Will­kommen in der neuen Klas­sik­Woche,

heute mit einem etwas ausführ­li­cheren Schwer­punkt­thema „Klassik in den Medien“. Die Fülle der Nach­richten stimmt bedenk­lich: Klassik-Zeit­schriften wie Fono Forum oder Opera News sterben, der öffent­lich-recht­liche Rund­funk schafft Klassik-Sendungen ab und plant, ganze Anstalten am Abend zu fusio­nieren. Gerade hat auch der Klassik-Streamer Takt1 sein Ende verkündet. Grund genug, um in diesem etwas größer ange­legten News­letter zu fragen, was all das für die Welt der klas­si­schen Musik bedeuten wird. 

Punkt 1: Der Print stirbt

Nun also auch das Fono Forum: Der Verlag des Klassik-Maga­zins hat seine Mitar­bei­te­rinnen und Mitar­beiter unter­richtet, dass das Heft am Ende des Jahres einge­stellt wird. Erst vor kurzem haben wir gemeldet, dass in den USA das Magazin Opera News aufge­löst wird. Und bei einer großen deut­schen Opern­zeit­schrift wird es – so hört man – in Kürze eben­falls perso­nelle Einspa­rungen geben. Die Klassik-Welt ist so klein, dass wir einander nicht wirk­lich Konkur­renz sind, da wir in einem Boot sitzen. Gerade in Zeiten, in denen Klassik-Bericht­erstat­tung auch in den großen Feuil­le­tons (vor allem in den Regio­nal­zei­tungen, aber auch in den Programmen der ARD, s.u.) weit­ge­hend verschwindet, fehlt es der Musik­szene allmäh­lich an regel­mä­ßiger und fach­kun­diger Beglei­tung. CRESCENDO hat auf diesen Trend bereits letztes Jahr reagiert: Wir geben nur noch ein opulentes Print­pro­dukt mit großen Inter­views und tiefen Geschichten pro Jahr heraus – eine Art Coffee-Table-Jahr­buch, in dem alle Tugenden des Drucks gefeiert werden. Der Rest des jour­na­lis­ti­schen Ange­bots erscheint online: aktu­elle Nach­richten, Album-Rezen­sionen, Veran­stal­tungs­tipps und Inter­views auf unserer Website, ein Klassik-Video-Guide auf der Seite Foyer.de, dazu dieser News­letter, der News­letter zum Fest­spiel-Guide und zu Foyer​.de.
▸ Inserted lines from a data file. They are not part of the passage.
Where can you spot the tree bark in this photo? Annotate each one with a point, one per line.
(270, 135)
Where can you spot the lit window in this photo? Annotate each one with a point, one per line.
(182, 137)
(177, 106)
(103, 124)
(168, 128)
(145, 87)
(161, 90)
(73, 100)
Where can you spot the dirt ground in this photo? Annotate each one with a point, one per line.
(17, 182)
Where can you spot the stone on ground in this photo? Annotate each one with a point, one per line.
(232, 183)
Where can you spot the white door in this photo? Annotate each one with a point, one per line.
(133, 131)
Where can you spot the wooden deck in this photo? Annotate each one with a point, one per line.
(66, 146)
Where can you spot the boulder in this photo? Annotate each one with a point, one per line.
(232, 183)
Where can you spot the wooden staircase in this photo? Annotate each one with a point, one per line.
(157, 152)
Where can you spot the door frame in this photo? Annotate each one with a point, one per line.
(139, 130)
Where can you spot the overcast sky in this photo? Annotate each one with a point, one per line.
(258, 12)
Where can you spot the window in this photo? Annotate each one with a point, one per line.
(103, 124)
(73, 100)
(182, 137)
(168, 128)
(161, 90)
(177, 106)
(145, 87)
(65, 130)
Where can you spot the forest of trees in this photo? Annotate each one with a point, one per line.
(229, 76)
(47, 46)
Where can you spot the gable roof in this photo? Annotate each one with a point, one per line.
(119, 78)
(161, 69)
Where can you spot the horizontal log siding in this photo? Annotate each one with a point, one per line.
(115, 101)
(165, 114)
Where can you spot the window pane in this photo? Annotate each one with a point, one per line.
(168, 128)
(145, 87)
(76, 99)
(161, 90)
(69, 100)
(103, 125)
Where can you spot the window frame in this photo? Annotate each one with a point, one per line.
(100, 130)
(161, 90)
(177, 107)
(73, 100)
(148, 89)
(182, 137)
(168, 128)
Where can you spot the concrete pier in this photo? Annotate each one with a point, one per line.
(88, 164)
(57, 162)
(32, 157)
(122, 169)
Wenn ich hier persön­lich als freier Jour­na­list (und nicht als Kolum­nist des CRESCENDO) schreibe, beob­achte ich diesen Trend nicht allein mit Frust: Wo Altes geht, entsteht Neues. Ich persön­lich merke, wie aktiv, nahe und breit die Kommu­ni­ka­tion mit Lese­rinnen und Lesern in Zeiten der Digi­ta­li­sie­rung wird – und wie groß die Möglich­keit, Klassik-Themen auf allen Ebenen (vom Podcast über Videos bis zu News­let­tern und in sozialen Medien) zu disku­tieren. Da gibt es perspek­ti­visch auch Finan­zie­rungs­mo­delle. Und ich erlebe täglich, welche Wirkung echte Recher­chen, Kommen­tare und Debatten auf unseren Betrieb noch immer haben. Mit anderen Worten: Jour­na­lismus wirkt!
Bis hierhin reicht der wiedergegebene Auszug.